Meanwhile, international law and the prospect of peer membership in the global community fall weakly against American recalcitrance.

“Since its founding, the United States has defined itself as the supreme protector of freedom throughout the world, pointing to its Constitution as the model of law to ensure democracy at home and to protect human rights internationally. Although the United States has consistently emphasized the importance of the international legal system, it has simultaneously distanced itself from many established principles of international law and the institutions that implement them.
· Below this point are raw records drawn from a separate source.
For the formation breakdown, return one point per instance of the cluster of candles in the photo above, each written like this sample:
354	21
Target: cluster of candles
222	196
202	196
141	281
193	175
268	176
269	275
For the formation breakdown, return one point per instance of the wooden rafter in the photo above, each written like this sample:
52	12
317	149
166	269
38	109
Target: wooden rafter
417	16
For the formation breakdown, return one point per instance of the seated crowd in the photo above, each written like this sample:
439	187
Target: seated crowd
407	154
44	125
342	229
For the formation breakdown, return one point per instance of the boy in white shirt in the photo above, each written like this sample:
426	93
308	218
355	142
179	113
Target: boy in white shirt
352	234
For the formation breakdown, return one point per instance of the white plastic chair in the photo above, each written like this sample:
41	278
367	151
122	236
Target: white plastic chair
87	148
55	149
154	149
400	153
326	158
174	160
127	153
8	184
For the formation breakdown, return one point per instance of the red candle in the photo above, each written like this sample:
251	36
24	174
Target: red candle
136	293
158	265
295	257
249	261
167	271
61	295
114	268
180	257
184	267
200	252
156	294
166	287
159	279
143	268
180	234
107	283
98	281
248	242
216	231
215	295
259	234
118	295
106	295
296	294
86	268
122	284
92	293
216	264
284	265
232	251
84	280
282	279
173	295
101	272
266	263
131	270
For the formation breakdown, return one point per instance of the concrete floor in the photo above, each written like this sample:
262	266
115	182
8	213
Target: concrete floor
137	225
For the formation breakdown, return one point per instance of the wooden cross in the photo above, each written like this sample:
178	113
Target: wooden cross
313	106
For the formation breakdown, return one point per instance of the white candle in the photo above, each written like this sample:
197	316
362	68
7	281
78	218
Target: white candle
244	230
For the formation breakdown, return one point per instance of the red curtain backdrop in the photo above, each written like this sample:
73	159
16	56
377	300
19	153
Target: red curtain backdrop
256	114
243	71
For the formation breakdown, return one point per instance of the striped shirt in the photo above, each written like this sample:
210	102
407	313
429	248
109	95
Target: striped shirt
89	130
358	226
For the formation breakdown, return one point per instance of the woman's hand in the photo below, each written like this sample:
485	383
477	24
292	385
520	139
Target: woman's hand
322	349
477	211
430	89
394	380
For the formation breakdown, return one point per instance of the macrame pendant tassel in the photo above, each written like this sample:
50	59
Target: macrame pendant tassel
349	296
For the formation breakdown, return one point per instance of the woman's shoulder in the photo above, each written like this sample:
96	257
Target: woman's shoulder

In fact, the American government has attempted to unilaterally reshape certain doctrines of international law while disregarding others, such as provisions of the Geneva Conventions and the prohibition on torture… America’s selective self-exemption… undermines not only specific legal institutions and norms, but leads to a decreased effectiveness of the global rule of law.” [19]

“Corrective Justice”

The Wall Street Journal editorial cited above continues with the non-legal case for reparations:

“The case for reparations isn’t only a legal one. It is also about coming to terms with the historical injustices that explain continuing frustration and marginalization today. America can’t heal without acknowledging its “original sin”—slavery—and implementing a reparations program that encompasses truth, reconciliation, atonement and compensation.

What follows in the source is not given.